爬取干货集中营数据(3)
改进后的妹纸爬虫 ಠ౪ಠ
1 项目结构
2 修改 Item
- title 标题
- images 妹子图片
- leftLink 左部导航
- rightLink 右部导航
class GankPageItem(scrapy.Item):
title = scrapy.Field()
images = scrapy.Field()
leftLink = scrapy.Field()
rightLink = scrapy.Field()
3 新建 gankpage_spider.py (spider 目录下)
# -*- coding: utf-8 -*-
import scrapy
from gank.items import GankPageItem
class GnakPageSpider(scrapy.Spider):
name = "gank"
allowed_domains = ["gank.io"]
start_urls = [
"http://gank.io",
]
url_prefix = "http://gank.io"
def parse(self, response):
pageItem = self.extract_item(response)
yield pageItem
# 左部导航不为空 则向左部爬取
leftLinks = pageItem['leftLink']
if len(leftLinks) == 1:
leftLink = self.url_prefix + leftLinks[0]
yield scrapy.Request(leftLink, callback=self.to_left_page)
# 右部导航不为空 则向右部爬取
rightLinks = pageItem['rightLink']
if len(rightLinks) == 1:
rightLink = self.url_prefix + rightLinks[0]
yield scrapy.Request(rightLink, callback=self.to_right_page)
def extract_item(self, response):
'''
页面解析
'''
selector = scrapy.Selector(response)
tagTitle = selector.xpath('head/title')
tagNavDivs = selector.xpath('(//div[contains(@class, "typo")]/div[contains(@class, "container content")]/div[contains(@class, "row")])[1]/div')

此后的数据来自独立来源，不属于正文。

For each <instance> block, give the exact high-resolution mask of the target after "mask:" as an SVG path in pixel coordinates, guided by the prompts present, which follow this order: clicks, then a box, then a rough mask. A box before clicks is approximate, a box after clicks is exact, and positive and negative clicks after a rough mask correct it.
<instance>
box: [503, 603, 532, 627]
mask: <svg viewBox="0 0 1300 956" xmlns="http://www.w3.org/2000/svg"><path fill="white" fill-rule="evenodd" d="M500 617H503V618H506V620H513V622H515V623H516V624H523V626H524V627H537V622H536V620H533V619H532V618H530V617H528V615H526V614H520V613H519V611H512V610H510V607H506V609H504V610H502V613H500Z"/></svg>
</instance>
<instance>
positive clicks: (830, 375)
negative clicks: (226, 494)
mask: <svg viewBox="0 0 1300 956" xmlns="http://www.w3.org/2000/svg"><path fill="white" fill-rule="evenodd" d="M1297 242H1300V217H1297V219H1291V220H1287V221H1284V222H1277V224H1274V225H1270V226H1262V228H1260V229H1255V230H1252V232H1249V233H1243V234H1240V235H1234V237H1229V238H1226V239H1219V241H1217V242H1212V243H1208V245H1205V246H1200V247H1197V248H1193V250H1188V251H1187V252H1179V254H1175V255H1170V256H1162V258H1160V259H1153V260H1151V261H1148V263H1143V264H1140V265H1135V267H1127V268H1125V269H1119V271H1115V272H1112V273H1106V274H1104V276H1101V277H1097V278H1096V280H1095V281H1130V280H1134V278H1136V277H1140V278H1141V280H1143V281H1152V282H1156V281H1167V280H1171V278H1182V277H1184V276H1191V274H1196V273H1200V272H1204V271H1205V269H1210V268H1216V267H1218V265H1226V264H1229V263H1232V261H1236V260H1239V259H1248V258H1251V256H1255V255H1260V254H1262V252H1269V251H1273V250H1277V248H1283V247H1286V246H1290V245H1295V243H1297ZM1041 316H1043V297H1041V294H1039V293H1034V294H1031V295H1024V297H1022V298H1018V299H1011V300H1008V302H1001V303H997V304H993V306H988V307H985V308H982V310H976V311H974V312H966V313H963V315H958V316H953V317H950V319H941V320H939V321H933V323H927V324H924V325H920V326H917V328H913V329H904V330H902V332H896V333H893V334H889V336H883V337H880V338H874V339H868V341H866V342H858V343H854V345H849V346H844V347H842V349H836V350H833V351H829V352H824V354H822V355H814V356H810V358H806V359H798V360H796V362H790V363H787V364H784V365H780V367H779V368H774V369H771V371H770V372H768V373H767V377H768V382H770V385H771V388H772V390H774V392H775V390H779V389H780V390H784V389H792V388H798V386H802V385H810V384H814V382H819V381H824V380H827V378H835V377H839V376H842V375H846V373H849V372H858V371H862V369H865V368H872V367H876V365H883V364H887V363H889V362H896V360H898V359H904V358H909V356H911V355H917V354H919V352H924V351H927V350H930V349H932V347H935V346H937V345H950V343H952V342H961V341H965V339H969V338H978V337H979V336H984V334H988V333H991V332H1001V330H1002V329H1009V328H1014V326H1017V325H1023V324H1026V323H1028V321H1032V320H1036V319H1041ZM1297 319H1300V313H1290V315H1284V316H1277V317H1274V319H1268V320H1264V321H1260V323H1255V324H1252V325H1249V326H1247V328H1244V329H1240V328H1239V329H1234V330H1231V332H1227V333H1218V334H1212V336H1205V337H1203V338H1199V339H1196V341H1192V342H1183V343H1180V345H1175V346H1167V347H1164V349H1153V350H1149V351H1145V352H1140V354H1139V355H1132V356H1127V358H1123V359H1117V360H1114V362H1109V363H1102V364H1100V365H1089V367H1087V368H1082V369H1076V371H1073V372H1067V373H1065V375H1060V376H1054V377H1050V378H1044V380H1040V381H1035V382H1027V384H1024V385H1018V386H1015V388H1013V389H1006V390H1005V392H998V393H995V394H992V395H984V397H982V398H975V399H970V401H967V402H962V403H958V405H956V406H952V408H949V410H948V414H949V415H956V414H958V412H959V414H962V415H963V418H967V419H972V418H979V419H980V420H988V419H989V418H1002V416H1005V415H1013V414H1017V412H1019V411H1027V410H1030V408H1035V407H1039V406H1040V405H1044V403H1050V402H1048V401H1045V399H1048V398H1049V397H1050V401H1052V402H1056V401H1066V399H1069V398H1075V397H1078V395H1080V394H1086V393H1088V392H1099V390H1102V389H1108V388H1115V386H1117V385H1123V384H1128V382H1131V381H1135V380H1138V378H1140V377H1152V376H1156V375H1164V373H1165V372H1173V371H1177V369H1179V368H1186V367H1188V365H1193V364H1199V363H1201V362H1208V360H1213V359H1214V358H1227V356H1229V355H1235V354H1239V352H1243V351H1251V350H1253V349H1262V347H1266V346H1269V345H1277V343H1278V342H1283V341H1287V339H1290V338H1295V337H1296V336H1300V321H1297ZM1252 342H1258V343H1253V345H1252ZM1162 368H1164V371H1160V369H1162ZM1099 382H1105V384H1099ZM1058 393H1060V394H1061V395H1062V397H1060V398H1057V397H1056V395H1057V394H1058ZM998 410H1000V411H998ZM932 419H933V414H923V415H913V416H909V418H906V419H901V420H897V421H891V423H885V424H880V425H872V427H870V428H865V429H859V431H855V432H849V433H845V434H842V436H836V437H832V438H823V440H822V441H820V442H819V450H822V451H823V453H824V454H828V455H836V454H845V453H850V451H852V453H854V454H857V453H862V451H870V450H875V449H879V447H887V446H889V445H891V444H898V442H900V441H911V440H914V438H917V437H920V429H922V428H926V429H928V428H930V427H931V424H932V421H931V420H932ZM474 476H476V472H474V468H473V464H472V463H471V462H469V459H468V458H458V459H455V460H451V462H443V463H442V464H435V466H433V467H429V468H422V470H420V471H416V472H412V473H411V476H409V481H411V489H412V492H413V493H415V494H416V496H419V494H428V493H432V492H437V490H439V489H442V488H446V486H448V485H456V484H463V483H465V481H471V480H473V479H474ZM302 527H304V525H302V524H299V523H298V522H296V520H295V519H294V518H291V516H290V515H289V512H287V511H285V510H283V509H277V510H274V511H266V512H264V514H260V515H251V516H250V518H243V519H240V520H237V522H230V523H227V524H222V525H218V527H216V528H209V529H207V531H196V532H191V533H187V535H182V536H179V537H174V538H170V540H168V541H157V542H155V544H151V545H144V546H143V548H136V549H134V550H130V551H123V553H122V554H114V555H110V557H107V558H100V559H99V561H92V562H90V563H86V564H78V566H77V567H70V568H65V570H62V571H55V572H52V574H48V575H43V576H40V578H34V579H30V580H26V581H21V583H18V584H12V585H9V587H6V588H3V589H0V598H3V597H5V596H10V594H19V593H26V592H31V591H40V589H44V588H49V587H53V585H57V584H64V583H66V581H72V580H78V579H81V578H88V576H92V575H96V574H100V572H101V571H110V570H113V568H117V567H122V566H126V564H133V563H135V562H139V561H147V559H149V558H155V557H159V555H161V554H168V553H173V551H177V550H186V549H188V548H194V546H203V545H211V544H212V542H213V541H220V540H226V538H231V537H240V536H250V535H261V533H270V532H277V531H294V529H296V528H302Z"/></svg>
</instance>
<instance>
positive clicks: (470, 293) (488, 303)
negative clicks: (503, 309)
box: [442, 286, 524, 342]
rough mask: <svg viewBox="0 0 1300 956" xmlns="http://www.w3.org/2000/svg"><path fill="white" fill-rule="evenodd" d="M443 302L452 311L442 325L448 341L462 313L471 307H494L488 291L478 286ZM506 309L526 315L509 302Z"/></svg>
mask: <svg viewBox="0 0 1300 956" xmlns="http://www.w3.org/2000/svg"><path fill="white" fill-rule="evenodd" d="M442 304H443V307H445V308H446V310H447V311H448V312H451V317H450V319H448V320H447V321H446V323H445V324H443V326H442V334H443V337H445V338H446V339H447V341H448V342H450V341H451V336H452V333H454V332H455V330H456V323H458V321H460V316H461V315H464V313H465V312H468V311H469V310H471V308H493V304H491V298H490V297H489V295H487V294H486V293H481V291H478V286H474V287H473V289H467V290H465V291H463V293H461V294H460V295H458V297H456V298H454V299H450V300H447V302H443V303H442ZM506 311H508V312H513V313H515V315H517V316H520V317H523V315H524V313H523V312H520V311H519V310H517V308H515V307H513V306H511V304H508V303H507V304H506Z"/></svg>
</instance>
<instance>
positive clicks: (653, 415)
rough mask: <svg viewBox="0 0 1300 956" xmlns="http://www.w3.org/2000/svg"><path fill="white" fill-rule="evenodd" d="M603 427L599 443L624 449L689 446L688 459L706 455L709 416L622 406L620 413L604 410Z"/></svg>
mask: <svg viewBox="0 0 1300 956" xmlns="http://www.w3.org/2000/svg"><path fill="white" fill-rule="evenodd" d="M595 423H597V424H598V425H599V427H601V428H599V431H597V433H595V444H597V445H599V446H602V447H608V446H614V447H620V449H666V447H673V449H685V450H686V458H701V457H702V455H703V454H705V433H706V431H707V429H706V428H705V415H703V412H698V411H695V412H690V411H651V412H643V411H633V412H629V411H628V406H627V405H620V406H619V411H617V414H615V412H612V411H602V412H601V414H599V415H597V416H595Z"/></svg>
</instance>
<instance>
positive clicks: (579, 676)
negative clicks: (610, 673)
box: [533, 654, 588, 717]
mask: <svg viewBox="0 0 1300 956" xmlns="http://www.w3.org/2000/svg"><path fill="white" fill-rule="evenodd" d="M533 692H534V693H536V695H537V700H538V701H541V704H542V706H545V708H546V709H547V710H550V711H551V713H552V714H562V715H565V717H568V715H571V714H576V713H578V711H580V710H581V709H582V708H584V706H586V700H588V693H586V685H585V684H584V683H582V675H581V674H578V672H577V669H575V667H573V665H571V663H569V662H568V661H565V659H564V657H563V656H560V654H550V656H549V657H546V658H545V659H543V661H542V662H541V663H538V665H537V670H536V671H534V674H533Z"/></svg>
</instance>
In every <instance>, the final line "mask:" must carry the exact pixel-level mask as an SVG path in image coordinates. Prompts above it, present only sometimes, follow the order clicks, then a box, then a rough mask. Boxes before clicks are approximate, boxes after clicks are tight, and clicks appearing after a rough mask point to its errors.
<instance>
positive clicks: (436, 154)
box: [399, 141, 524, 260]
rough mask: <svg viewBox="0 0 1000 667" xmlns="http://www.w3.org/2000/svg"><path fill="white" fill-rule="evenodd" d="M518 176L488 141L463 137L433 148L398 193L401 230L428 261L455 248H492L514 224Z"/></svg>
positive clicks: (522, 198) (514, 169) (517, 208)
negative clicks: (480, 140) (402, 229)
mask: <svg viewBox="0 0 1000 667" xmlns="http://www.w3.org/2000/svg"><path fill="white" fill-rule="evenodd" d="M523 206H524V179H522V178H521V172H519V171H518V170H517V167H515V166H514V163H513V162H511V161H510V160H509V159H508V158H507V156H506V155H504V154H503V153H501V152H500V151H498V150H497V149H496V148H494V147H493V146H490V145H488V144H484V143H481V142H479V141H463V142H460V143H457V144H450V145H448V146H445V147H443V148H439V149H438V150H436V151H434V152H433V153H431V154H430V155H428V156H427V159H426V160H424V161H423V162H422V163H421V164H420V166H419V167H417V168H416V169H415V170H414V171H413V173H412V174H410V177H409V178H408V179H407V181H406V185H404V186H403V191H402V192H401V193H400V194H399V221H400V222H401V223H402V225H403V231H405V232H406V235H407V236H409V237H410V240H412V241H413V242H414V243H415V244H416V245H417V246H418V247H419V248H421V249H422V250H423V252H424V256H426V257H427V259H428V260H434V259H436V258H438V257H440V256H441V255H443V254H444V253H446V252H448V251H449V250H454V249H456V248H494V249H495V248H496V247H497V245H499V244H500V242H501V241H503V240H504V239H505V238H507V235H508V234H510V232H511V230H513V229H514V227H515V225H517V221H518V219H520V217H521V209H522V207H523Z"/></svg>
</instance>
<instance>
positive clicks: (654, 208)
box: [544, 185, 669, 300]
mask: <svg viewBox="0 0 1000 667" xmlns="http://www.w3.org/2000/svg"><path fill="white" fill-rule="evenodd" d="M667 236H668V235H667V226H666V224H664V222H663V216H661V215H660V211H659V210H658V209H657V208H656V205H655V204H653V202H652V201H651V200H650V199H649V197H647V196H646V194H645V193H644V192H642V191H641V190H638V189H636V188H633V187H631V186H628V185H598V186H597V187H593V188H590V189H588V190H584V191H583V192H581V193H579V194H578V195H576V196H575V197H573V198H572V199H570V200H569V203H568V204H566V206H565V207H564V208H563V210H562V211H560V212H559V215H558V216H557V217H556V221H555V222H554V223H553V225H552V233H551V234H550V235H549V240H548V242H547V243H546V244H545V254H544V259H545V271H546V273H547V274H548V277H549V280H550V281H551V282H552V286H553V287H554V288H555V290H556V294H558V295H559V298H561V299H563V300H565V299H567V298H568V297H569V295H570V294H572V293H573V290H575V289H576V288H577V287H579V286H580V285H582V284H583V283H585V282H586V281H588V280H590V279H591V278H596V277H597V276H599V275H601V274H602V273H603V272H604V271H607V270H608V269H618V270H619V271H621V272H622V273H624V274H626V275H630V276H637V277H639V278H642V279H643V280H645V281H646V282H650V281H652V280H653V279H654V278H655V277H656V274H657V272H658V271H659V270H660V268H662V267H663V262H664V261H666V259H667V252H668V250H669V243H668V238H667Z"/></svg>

tagPs = selector.xpath('//div[contains(@class, "typo")]/div[contains(@class, "container content")]/div[contains(@class, "outlink")]/p')
pageItem = GankPageItem()
# 页面标题
pageTitle = tagTitle.xpath('text()').extract()[0]
pageItem['title'] = pageTitle #.encode('utf-8')
# 妹纸图片
pageItem['images'] = tagPs.xpath('./img/@src').extract()
# 导航链接
if len(tagNavDivs) == 2:
pageItem['leftLink'] = tagNavDivs[0].xpath('./p/a/@href').extract()
pageItem['rightLink'] = tagNavDivs[1].xpath('./p/a/@href').extract()
else:
pageItem['rightLink'] = tagNavDivs[0].xpath('./p/a/@href').extract()
return pageItem
def to_left_page(self, response):
'''
左部爬取
'''
pageItem = self.extract_item(response)
yield pageItem
leftLinks = pageItem['leftLink']
if len(leftLinks) == 1:
leftLink = self.url_prefix + leftLinks[0]
yield scrapy.Request(leftLink, callback=self.to_left_page)
def to_right_page(self, response):
'''
右部爬取
'''
pageItem = self.extract_item(response)
yield pageItem
rightLinks = pageItem['rightLink']
if len(rightLinks) == 1:
rightLink = self.url_prefix + rightLinks[0]
yield scrapy.Request(rightLink, callback=self.to_right_page)
4 执行爬虫
$> crapy crawl gank